Multiple GC-biased repetitive ITS copies in the Hirsutella sinensis genome are not generated by RIP mutagenesis involving transition point mutations

It has been hypothesized that AT-biased genotypes of Ophiocordyceps sinensis are generated through repeat-induced point mutation (RIP) and coexist as permanently nonfunctional internal transcribed spacer (ITS) pseudogenes in the genome of Hirsutella sinensis (GC-biased Genotype #1 of O. sinensis). This study examined the H. sinensis genome, which contains multiple repetitive ITS copies (GC content: 64.7{+/-}0.33%) with multiple insertion/deletion and transversion alleles, which were not generated through RIP mutagenesis that theoretically causes cytosine-to-thymine (C-to-T) and guanine-to-adenine (G-to-A) transitions. The repetitive ITS copies in the H. sinensis genome were found to be genetically and phylogenetically distinct from the AT-biased O. sinensis genotypes (GC content: 51.1{+/-}1.69%), which possess multiple transition alleles. The sequences of Genotypes #2-17, both GC- and AT-biased, are absent from the H. sinensis genome; these genotypes belong to interindividual O. sinensis fungi and differentially occur in different compartments of natural Cordyceps sinensis, with dynamic alterations in abundance occurring in an asynchronous, disproportional manner during C. sinensis maturation.
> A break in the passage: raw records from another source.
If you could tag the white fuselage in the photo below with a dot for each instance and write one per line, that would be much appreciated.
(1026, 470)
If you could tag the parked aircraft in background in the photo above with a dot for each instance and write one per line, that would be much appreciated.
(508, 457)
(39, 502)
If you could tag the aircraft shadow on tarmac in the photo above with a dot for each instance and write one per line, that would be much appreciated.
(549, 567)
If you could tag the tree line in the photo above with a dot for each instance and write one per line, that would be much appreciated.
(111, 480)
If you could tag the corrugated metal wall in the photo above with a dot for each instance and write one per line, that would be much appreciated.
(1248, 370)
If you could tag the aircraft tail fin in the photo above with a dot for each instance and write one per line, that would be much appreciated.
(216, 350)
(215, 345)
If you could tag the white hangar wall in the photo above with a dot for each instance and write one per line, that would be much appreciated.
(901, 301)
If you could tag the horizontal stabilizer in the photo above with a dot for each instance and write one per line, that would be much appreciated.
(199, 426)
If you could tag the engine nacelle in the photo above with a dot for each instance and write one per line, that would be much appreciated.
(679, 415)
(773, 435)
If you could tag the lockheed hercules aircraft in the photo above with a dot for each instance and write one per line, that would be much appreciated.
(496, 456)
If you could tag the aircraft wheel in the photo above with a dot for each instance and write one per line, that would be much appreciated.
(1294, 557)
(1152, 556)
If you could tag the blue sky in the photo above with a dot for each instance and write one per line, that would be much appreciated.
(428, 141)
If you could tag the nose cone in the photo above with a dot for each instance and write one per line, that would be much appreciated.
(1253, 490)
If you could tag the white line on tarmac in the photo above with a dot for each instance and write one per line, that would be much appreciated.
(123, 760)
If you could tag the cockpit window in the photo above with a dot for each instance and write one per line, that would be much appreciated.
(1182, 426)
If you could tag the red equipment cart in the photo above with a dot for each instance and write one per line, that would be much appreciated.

Metatranscriptomic analyses of natural C. sinensis revealed the transcriptional silencing of 5.8S genes in all C. sinensis- colonizing fungi, including H. sinensis. The transcription assay reported by Li et al. [1] provided unsound, controversial evidence indicating that the 5.8S genes of AT-biased genotypes are nonfunctional pseudogenes. In addition to the single ITS locus analysis, repetitive genomic copies were also examined at multiple loci in the H. sinensis genome, and approximately 8.2% of the authentic genes had repetitive copies, including various transitions, transversions, and insertions/deletions. The transcripts for the repetitive copies, regardless of the decreases, increases, or bidirectional changes in the AT content, were identified in the H. sinensis transcriptome. These results are inconsistent with those of RIP mutagenesis, which generates pseudogenic, nonfunctional, repetitive copies. In conclusion, AT-biased genotypes of O. sinensis might have evolved through evolutionary mechanisms from a common ancestor over the long course of evolution, in parallel with GC-biased Genotype #1 H. sinensis.